Restraint Methodsource: Washington Post
published: 17 July 2020

Last year, after police had placed Elijah McClain in a chokehold, then handcuffed him, paramedics injected him with a dose of ketamine, a powerful sedative. They said he “appeared to be” exhibiting signs of “excited delirium”; he subsequently went into cardiac arrest and died.

Earlier this year, police officers in Tacoma, Wash., cited excited delirium in the case of another unarmed black man, Manuel Ellis, who died in custody. And as Derek Chauvin knelt on George Floyd’s neck for the final moments of his life, a fellow police officer said, “I am concerned about excited delirium or whatever.” This may be part of Chauvin’s defense against murder charges.

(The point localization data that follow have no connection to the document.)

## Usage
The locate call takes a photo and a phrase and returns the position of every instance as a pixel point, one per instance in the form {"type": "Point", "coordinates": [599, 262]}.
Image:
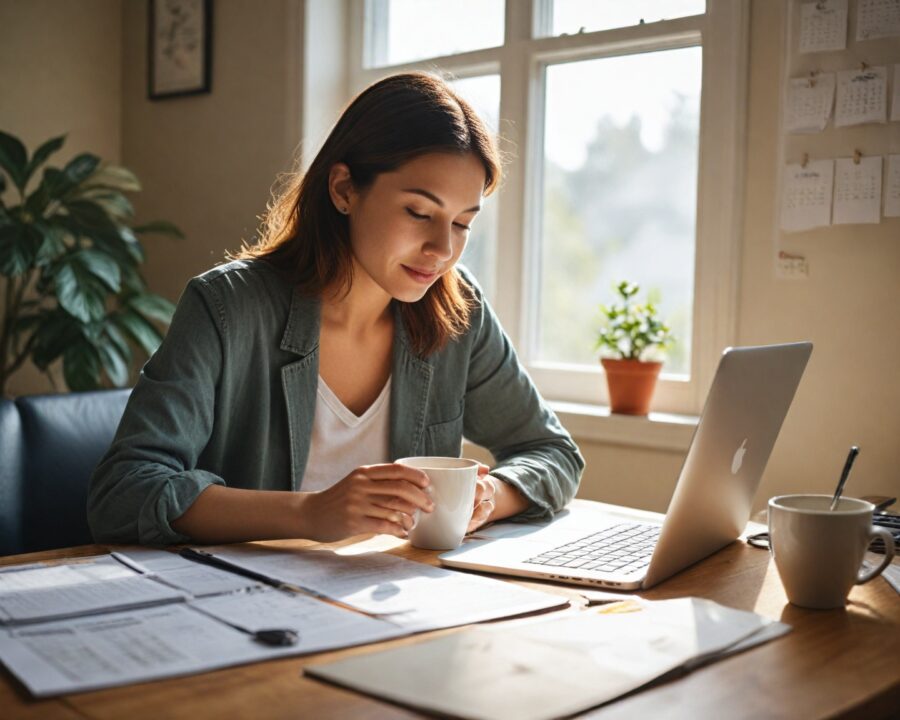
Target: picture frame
{"type": "Point", "coordinates": [179, 48]}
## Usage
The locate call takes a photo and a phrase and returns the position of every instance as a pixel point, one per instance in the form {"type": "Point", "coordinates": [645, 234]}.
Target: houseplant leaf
{"type": "Point", "coordinates": [81, 366]}
{"type": "Point", "coordinates": [41, 154]}
{"type": "Point", "coordinates": [79, 290]}
{"type": "Point", "coordinates": [13, 159]}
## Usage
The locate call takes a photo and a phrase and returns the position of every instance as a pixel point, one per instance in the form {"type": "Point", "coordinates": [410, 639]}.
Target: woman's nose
{"type": "Point", "coordinates": [440, 244]}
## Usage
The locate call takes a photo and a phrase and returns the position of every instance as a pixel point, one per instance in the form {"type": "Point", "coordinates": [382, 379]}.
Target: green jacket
{"type": "Point", "coordinates": [229, 398]}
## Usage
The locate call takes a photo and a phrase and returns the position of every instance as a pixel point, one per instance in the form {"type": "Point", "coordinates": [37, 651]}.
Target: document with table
{"type": "Point", "coordinates": [150, 614]}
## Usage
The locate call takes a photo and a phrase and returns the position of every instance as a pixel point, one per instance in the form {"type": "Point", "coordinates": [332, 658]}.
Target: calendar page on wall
{"type": "Point", "coordinates": [840, 123]}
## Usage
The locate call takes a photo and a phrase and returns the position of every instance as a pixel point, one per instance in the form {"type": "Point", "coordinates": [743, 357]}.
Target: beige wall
{"type": "Point", "coordinates": [207, 163]}
{"type": "Point", "coordinates": [61, 73]}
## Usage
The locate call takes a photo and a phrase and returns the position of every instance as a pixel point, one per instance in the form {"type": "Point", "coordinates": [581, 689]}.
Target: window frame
{"type": "Point", "coordinates": [527, 49]}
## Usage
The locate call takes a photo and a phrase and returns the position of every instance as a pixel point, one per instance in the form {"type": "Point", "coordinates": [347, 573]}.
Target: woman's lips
{"type": "Point", "coordinates": [420, 276]}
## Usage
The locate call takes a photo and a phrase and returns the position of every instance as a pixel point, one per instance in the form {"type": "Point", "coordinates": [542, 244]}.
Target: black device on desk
{"type": "Point", "coordinates": [882, 518]}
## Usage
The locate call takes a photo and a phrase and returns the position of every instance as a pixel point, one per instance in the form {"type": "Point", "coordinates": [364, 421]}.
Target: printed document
{"type": "Point", "coordinates": [551, 667]}
{"type": "Point", "coordinates": [412, 595]}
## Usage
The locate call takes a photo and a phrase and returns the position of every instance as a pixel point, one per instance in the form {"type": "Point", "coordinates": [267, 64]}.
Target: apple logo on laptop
{"type": "Point", "coordinates": [738, 459]}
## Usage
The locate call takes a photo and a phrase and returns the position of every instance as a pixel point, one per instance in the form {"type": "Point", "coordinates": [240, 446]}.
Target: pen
{"type": "Point", "coordinates": [851, 456]}
{"type": "Point", "coordinates": [206, 558]}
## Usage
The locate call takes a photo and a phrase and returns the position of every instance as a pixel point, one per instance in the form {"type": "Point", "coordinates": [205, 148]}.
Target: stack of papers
{"type": "Point", "coordinates": [552, 667]}
{"type": "Point", "coordinates": [150, 614]}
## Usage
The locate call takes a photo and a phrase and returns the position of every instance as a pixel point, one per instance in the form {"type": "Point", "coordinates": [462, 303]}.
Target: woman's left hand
{"type": "Point", "coordinates": [485, 490]}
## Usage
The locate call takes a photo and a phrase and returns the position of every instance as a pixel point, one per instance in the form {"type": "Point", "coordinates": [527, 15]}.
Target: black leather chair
{"type": "Point", "coordinates": [12, 473]}
{"type": "Point", "coordinates": [63, 438]}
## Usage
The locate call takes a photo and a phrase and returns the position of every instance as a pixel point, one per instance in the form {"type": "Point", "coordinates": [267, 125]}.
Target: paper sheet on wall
{"type": "Point", "coordinates": [857, 191]}
{"type": "Point", "coordinates": [823, 26]}
{"type": "Point", "coordinates": [895, 99]}
{"type": "Point", "coordinates": [861, 96]}
{"type": "Point", "coordinates": [809, 103]}
{"type": "Point", "coordinates": [892, 188]}
{"type": "Point", "coordinates": [806, 198]}
{"type": "Point", "coordinates": [877, 19]}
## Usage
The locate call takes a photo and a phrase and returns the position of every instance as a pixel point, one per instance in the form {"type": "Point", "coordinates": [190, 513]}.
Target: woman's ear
{"type": "Point", "coordinates": [340, 188]}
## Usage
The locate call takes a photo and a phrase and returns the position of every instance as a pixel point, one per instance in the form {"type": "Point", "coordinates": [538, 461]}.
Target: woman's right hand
{"type": "Point", "coordinates": [371, 499]}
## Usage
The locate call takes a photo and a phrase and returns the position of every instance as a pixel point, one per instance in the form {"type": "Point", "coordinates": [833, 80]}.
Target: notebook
{"type": "Point", "coordinates": [749, 398]}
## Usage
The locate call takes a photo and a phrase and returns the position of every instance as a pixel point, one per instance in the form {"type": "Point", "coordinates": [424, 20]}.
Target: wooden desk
{"type": "Point", "coordinates": [839, 663]}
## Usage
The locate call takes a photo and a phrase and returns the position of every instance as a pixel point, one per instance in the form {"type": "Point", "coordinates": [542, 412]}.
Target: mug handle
{"type": "Point", "coordinates": [888, 539]}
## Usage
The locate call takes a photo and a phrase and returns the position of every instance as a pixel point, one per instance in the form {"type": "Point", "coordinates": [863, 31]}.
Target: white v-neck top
{"type": "Point", "coordinates": [342, 441]}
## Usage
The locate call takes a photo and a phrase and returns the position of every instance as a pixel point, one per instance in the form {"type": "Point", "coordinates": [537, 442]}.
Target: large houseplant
{"type": "Point", "coordinates": [630, 333]}
{"type": "Point", "coordinates": [69, 268]}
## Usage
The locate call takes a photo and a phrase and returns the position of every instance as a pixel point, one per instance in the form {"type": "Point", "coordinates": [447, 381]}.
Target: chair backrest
{"type": "Point", "coordinates": [12, 474]}
{"type": "Point", "coordinates": [65, 437]}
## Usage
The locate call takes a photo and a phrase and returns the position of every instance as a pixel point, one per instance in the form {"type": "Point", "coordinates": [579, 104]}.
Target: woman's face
{"type": "Point", "coordinates": [411, 225]}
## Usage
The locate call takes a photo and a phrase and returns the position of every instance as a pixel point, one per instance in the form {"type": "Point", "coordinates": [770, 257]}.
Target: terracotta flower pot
{"type": "Point", "coordinates": [631, 384]}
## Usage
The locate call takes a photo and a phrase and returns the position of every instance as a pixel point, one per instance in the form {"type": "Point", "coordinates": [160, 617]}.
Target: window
{"type": "Point", "coordinates": [623, 120]}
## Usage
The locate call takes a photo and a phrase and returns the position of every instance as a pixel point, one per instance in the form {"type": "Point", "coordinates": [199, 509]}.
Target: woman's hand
{"type": "Point", "coordinates": [485, 491]}
{"type": "Point", "coordinates": [371, 499]}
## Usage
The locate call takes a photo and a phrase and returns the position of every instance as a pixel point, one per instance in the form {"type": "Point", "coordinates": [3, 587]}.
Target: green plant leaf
{"type": "Point", "coordinates": [80, 168]}
{"type": "Point", "coordinates": [115, 336]}
{"type": "Point", "coordinates": [115, 365]}
{"type": "Point", "coordinates": [41, 154]}
{"type": "Point", "coordinates": [101, 266]}
{"type": "Point", "coordinates": [139, 330]}
{"type": "Point", "coordinates": [160, 227]}
{"type": "Point", "coordinates": [81, 366]}
{"type": "Point", "coordinates": [55, 332]}
{"type": "Point", "coordinates": [79, 291]}
{"type": "Point", "coordinates": [52, 243]}
{"type": "Point", "coordinates": [13, 159]}
{"type": "Point", "coordinates": [18, 248]}
{"type": "Point", "coordinates": [153, 306]}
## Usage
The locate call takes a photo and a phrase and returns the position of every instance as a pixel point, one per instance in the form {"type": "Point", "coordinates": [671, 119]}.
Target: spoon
{"type": "Point", "coordinates": [851, 456]}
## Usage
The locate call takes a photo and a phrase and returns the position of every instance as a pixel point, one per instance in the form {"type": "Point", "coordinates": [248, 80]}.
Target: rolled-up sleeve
{"type": "Point", "coordinates": [505, 414]}
{"type": "Point", "coordinates": [149, 477]}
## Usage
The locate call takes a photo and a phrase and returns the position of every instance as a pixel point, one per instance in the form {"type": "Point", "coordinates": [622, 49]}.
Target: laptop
{"type": "Point", "coordinates": [746, 405]}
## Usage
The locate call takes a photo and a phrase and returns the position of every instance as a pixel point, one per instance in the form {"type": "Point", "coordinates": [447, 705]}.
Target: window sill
{"type": "Point", "coordinates": [595, 423]}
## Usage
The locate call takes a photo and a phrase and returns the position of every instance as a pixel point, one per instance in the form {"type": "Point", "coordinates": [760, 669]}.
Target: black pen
{"type": "Point", "coordinates": [206, 558]}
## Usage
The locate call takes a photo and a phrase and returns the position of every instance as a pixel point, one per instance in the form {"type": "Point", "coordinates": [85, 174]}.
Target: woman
{"type": "Point", "coordinates": [345, 338]}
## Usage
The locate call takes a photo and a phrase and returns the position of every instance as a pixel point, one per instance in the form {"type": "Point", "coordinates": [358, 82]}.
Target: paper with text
{"type": "Point", "coordinates": [809, 103]}
{"type": "Point", "coordinates": [861, 97]}
{"type": "Point", "coordinates": [895, 97]}
{"type": "Point", "coordinates": [806, 195]}
{"type": "Point", "coordinates": [550, 667]}
{"type": "Point", "coordinates": [413, 595]}
{"type": "Point", "coordinates": [857, 191]}
{"type": "Point", "coordinates": [823, 26]}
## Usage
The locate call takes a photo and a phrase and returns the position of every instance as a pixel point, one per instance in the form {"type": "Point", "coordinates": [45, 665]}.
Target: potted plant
{"type": "Point", "coordinates": [69, 268]}
{"type": "Point", "coordinates": [629, 335]}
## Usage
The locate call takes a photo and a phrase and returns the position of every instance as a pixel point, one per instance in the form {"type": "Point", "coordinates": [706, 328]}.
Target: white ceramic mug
{"type": "Point", "coordinates": [452, 490]}
{"type": "Point", "coordinates": [818, 551]}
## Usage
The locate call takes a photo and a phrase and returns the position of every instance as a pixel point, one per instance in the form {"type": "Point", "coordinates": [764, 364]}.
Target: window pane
{"type": "Point", "coordinates": [483, 93]}
{"type": "Point", "coordinates": [569, 16]}
{"type": "Point", "coordinates": [619, 195]}
{"type": "Point", "coordinates": [401, 31]}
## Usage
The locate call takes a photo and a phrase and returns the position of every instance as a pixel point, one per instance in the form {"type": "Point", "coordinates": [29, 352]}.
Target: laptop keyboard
{"type": "Point", "coordinates": [626, 547]}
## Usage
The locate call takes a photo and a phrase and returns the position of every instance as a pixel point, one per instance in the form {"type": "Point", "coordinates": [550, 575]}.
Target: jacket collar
{"type": "Point", "coordinates": [301, 334]}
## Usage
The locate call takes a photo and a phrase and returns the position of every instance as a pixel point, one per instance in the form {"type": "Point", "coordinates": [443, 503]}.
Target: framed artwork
{"type": "Point", "coordinates": [180, 48]}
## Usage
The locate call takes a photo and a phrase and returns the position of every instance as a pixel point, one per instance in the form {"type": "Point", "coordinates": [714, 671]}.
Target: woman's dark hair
{"type": "Point", "coordinates": [388, 124]}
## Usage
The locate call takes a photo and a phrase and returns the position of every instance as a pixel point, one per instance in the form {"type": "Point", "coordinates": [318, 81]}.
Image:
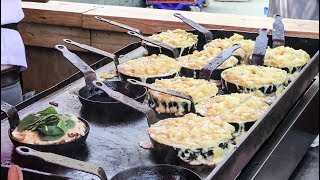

Across the United States, police officers are routinely taught that excited delirium is a condition characterized by the abrupt onset of aggression and distress, typically accompanying drug abuse, often resulting in sudden death. One 2014 article from the FBI’s Law Enforcement Bulletin describes “excited delirium syndrome” as “a serious and potentially deadly medical condition involving psychotic behavior, elevated temperature, and an extreme fight-or-flight response by the nervous system.”

The American College of Emergency Physicians published a controversial position paper in 2009 stating its consensus that excited delirium is a valid disease, associated with a significant risk of sudden death.